Frenética actividad desplegada por el todopoderoso e inescrupuloso multimillonario, que tiene claro que, un descalabro en las ‘midterm’ (término referido a los comicios de mitad del período), las consecuencias son inimaginables, dado que los demócratas, podrían impulsar las investigaciones diferidas a sus finanzas; los presuntos delitos relativos a la trama rusa; la compra del silencio de las dos ‘fufuruchas’, con las que supuestamente tuvo relaciones extramaritales, abriéndose la posibilidad, a un seguro proceso de destitución​ o residenciamiento (‘impeachment’).

La lucha se concentra básicamente en 70 distritos republicanos, donde los demócratas precisan ganar al menos 23, para alcanzar la mayoría en la Cámara. En el Senado, deben conservar los 49 escaños actuales, y arañarles dos curules como mínimo a los republicanos. Balance que será un preaviso de lo que podrá ocurrir en las presidenciales de 2020. De ahí el afán por cortejar, conquistar, engatusar, lisonjear a los activistas de distintos orígenes: Nativos, judíos, árabes, asiáticos, ambientalistas, estudiantes, gais, lesbianas, los 29 millones de latinos, habilitados entonces para dicha elección; mujeres, mulatos, negros, sindicalistas, la ‘Coalición Arcoíris’, que reapareció exitosa en 2008 y 2012, en las dos elecciones de Obama.

La comunidad LGBTQ, puede contribuir a la supremacía demócrata, pues presenta una inusitada cifra récord -400 candidatos-. A la vanguardia están igualmente las mujeres que presentan -esta vez- un sorprendente número de candidatas a la Cámara Baja y al Senado: En total 256, de ellas, 197 demócratas y 59 republicanas. 70 demócratas compiten en estados republicanos, 63 en estados demócratas, 13 en estados impredecibles.

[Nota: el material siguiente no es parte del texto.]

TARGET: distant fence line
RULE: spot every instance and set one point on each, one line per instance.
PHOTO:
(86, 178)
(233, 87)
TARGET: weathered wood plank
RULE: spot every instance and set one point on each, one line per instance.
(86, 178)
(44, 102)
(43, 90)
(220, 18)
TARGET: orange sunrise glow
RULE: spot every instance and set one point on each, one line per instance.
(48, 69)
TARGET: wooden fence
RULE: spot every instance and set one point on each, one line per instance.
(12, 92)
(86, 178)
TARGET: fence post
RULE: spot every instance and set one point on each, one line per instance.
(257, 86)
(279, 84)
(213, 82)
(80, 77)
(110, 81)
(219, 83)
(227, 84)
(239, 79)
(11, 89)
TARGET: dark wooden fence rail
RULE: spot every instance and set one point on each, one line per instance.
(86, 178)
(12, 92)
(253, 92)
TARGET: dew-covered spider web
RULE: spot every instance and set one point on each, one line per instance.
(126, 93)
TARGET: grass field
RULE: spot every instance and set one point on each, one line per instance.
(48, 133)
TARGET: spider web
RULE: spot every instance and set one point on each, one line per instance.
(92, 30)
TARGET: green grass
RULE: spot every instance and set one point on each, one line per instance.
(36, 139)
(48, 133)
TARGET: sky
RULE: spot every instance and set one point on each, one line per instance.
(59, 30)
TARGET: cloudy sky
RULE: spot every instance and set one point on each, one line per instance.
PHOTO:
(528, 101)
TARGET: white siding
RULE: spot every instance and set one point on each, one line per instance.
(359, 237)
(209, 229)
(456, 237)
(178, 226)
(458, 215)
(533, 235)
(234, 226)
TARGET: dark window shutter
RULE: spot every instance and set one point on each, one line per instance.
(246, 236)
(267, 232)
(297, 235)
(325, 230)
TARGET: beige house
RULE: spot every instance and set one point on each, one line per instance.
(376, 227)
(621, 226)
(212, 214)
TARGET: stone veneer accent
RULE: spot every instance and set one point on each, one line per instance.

A su favor está que el 58 % de las damas participantes, son demócratas, y el 33 % republicanas. Entre los hombres, el 50 % son republicanos, 42 % demócratas. La diferencia es importante, desde 1964, el número de mujeres votantes ha sobrepasado al de los hombres.

The New York Times, válidamente concluye: “No solo es un referendo sobre el rumbo que tomará el país, sino una prueba de donde se fijarán los límites entre la decencia y la desvergüenza”. Certamen que tendrá incidencia sobre múltiples aspectos de la vida nacional, especialmente en la Justicia, en razón, a que puede facilitarle a Trump, culminar la toma del Tribunal Supremo, compuesto por nueve magistrados vitalicios, (actualmente 5 conservadores por 4 progresistas), dos nombrados por el presidente y confirmados por la mitad más uno de los votos del Senado, (de ser necesario, desempata el vicepresidente); asalto iniciado hace dos años, con las postulaciones y aprobaciones de, Neil Gorsuch, juramentado el 10 de abril/2017, y el cuestionado, Brett Kavanaugh -acusado de abusos sexuales-, posesionado el 6 de octubre.

Actualmente, el 39 % ha mejorado su opinión respecto al Partido, influenciado por el fenómeno Trump, frente a un razonable 18 %, que piensa lo peor.